Formal education is a fundamental part of most societies, and as such, ‘schools, colleges and universities are often taken-for-granted locations’ (Brooks & Waters, 2017, p. 12). However, education is never neutral: it is inherently political. Educational spaces are designed, constructed, (re)produced, experienced and imagined in different ways by different people. Education is shaped by place and time-space, just as it shapes people’s lives and geographies. Geographical concepts, ideas, knowledge and methods can help us to understand, question and investigate educational spaces, places, institutions, systems and practices. Geographical questions about education and educational spaces also reveal fascinating insights into the social and spatial construction of childhood, and into the nature of societies’ aspirations for the future (Kraftl, in press).

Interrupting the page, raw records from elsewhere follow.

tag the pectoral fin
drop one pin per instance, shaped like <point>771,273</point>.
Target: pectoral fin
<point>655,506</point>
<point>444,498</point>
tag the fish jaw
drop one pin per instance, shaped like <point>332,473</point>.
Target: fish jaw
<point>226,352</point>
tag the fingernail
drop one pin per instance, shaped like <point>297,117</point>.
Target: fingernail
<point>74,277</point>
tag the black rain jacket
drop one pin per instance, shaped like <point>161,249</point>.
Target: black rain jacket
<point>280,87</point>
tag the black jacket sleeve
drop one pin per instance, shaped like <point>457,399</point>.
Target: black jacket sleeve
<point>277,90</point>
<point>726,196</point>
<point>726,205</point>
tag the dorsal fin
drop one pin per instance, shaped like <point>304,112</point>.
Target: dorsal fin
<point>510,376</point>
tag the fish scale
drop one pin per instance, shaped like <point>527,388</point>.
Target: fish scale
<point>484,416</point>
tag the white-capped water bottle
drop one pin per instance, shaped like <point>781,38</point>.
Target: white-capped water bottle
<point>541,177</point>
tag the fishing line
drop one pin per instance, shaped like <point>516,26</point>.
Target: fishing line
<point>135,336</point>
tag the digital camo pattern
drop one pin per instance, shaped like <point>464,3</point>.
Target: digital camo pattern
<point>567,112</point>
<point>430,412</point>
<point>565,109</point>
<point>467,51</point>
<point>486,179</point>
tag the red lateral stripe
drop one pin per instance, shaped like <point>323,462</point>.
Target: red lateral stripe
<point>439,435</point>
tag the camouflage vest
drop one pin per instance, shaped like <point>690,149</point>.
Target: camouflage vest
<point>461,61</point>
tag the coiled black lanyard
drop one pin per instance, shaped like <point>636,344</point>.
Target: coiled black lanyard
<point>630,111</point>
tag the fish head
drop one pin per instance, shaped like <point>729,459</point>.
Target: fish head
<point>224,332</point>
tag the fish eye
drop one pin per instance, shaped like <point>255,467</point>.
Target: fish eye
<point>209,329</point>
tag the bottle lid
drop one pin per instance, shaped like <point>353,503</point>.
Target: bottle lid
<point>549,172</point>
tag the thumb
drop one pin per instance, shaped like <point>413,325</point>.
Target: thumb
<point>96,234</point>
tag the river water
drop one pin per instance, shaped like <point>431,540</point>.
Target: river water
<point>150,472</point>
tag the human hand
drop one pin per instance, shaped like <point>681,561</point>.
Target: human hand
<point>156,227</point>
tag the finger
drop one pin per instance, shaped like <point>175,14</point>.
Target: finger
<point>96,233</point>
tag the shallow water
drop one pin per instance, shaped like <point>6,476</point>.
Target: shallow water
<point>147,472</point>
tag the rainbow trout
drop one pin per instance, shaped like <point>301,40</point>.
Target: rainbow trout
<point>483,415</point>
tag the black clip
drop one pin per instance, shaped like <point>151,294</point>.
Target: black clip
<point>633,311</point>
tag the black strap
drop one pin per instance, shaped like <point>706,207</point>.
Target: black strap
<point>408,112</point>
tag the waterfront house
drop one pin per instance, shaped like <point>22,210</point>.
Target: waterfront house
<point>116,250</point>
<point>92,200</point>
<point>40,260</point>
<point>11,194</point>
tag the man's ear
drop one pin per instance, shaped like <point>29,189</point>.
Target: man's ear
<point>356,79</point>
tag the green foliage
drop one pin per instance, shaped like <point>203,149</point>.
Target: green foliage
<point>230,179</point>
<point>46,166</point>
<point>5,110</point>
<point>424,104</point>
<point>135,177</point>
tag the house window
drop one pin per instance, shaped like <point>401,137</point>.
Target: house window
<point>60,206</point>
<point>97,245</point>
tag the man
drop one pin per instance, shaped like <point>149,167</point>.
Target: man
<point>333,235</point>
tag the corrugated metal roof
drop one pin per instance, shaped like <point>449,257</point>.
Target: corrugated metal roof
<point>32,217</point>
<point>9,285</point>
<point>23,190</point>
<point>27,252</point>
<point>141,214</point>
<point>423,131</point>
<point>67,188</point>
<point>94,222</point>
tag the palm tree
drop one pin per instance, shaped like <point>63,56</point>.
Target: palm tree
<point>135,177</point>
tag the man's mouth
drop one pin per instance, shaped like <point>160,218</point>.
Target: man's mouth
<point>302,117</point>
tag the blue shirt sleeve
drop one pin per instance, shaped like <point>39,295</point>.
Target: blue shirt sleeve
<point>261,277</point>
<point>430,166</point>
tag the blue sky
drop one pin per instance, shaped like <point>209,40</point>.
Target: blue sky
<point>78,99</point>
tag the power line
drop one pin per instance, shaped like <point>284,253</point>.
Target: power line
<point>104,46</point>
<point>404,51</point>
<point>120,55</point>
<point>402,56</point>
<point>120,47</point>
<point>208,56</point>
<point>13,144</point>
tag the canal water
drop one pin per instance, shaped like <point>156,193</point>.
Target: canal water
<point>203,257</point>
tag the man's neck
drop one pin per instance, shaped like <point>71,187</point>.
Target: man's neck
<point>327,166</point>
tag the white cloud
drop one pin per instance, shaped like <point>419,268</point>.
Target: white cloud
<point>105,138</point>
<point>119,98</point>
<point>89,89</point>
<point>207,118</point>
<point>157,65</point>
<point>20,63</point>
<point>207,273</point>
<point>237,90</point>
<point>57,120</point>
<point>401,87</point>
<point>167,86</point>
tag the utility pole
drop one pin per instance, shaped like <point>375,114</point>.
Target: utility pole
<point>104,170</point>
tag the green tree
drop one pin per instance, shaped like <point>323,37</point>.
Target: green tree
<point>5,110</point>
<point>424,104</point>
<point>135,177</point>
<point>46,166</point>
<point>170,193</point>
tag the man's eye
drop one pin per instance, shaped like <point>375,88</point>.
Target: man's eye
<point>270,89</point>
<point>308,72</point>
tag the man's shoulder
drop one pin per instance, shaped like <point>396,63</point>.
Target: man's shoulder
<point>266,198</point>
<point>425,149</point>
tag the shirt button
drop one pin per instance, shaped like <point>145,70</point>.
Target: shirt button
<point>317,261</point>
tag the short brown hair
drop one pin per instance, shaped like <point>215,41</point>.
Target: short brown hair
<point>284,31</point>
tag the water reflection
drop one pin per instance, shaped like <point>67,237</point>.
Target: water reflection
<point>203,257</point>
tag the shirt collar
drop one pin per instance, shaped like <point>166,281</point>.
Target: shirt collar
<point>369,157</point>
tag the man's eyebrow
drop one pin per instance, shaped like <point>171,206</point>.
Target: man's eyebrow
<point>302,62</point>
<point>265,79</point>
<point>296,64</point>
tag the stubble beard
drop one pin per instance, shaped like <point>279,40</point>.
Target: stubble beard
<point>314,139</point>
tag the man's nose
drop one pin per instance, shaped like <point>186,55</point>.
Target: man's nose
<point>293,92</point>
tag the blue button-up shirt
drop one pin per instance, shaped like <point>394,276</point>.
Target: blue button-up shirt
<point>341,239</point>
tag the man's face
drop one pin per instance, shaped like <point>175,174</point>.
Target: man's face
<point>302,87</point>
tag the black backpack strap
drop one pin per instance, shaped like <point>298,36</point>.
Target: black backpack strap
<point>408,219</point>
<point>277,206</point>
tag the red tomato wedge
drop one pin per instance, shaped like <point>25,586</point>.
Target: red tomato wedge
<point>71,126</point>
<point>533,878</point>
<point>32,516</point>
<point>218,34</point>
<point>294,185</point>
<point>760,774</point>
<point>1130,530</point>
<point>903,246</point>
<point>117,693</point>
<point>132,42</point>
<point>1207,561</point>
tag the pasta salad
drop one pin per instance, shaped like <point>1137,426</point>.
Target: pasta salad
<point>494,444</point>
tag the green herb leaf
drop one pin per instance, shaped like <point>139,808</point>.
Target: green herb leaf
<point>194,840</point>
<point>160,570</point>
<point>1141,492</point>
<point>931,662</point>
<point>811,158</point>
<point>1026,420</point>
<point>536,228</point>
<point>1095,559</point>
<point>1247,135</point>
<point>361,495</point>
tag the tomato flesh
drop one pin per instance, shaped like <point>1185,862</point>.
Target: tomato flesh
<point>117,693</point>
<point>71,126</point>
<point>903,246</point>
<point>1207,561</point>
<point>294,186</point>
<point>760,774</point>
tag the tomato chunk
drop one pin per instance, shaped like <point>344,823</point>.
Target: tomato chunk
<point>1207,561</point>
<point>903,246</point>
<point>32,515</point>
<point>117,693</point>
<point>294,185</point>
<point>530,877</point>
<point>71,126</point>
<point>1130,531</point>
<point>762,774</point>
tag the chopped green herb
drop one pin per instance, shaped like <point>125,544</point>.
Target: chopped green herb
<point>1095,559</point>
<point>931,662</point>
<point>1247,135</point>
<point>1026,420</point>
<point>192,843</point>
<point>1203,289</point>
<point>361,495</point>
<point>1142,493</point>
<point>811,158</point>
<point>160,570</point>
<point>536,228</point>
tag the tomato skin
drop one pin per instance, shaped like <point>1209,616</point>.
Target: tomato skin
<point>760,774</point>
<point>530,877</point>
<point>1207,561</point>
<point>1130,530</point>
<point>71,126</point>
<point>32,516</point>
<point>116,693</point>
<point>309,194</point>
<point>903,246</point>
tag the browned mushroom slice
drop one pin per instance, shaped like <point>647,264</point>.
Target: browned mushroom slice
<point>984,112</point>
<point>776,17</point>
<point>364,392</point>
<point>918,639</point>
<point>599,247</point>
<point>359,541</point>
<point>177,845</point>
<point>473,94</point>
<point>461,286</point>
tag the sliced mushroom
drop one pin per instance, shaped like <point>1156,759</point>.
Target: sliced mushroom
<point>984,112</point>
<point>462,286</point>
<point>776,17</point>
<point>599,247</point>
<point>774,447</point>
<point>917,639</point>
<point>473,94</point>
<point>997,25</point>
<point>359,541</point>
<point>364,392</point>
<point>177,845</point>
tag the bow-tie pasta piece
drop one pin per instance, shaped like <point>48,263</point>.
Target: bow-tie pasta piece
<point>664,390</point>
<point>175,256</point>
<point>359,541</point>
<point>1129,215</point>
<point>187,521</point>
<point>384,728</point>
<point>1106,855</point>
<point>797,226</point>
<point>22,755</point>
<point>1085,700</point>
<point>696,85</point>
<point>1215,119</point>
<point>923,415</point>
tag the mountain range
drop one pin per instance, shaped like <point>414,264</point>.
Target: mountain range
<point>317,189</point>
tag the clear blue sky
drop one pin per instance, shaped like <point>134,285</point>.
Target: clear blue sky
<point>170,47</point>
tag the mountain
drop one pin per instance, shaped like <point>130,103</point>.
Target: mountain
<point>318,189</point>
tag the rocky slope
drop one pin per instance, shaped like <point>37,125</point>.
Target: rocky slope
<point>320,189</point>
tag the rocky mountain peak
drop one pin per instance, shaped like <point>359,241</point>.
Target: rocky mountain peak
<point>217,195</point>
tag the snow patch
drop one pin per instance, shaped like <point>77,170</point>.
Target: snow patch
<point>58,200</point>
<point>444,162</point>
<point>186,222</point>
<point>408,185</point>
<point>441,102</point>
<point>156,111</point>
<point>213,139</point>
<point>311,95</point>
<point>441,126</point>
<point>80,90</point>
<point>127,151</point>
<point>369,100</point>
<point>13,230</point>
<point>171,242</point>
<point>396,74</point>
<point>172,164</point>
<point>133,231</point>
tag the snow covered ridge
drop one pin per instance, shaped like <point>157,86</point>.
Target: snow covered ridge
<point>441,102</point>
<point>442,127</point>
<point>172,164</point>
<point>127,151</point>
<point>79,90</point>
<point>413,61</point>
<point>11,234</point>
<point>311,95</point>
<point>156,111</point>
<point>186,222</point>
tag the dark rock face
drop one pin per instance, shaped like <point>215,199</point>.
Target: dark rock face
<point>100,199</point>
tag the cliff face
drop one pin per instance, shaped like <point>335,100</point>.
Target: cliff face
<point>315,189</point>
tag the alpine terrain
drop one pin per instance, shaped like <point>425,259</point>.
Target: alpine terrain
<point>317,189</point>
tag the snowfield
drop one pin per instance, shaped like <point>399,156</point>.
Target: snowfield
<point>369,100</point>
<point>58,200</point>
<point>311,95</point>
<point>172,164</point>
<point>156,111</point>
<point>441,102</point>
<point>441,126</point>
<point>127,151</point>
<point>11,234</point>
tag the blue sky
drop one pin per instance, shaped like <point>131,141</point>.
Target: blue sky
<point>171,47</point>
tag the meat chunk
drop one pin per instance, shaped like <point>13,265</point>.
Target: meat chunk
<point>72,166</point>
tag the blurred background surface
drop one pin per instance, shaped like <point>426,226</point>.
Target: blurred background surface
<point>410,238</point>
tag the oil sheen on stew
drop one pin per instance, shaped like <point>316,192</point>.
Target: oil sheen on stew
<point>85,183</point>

It is our hope that these brief comments begin to sketch areas of potential contribution offered by geography to education: areas that are important for students of education as they consider the spaces they will work in and shape. What distinctive contributions can geographies of education have for students studying education? What theoretical, conceptual and methodological areas should be prioritised? What synergies can be further developed between the geographies of education and core modules in education?

To further examine the potential opportunities and value of incorporating geographies of education into general educational programmes, we are organising a series of events over the coming months to continue these discussions with a range of stakeholders, working in different educational and spatial contexts. The first event will be a conceptual introduction to these debates on Thursday, 29 September 2022, 16:00–17:00 (BST). You can register for the event at this link.


References

Brock, C. (2016). Geography of education: Scale, space and location in the study of education. Bloomsbury Academic.

Brooks, R., & Waters, J. (2017). Materialities and mobilities in education. Routledge.

Healey, R., France, D., Hill, J., & West, H. (2020). The history of the Higher Education Research Group of the UK Royal Geographical Society: The changing status and focus of geography education in the academy. Area, 54, 6–14. https://doi.org/10.1111/area.12685

Kraftl, P. (in press). Geographies of educational spaces. In L. Hammond, M. Biddulph, S. Catling, & J. H. McKendrick (Eds.), Children, education and geography: Rethinking intersections. Routledge.

Kraftl, P., Andrews, W., Beech, S., Ceresa, G., Holloway, S., Johnson, V., & White, C. (2021). Geographies of education: A journey. Area, 54, 15–23. Advance online publication. https://doi.org/10.1111/area.12698   

Puttick, S. (2022). Geographical education I: Fields, interactions and relationships. Progress in Human Geography, 46(3). https://doi.org/10.1177/03091325221080251

Roberts, M. (2010). Where’s the geography? Reflections on being an external examiner. Teaching Geography, 35(3), 112–113.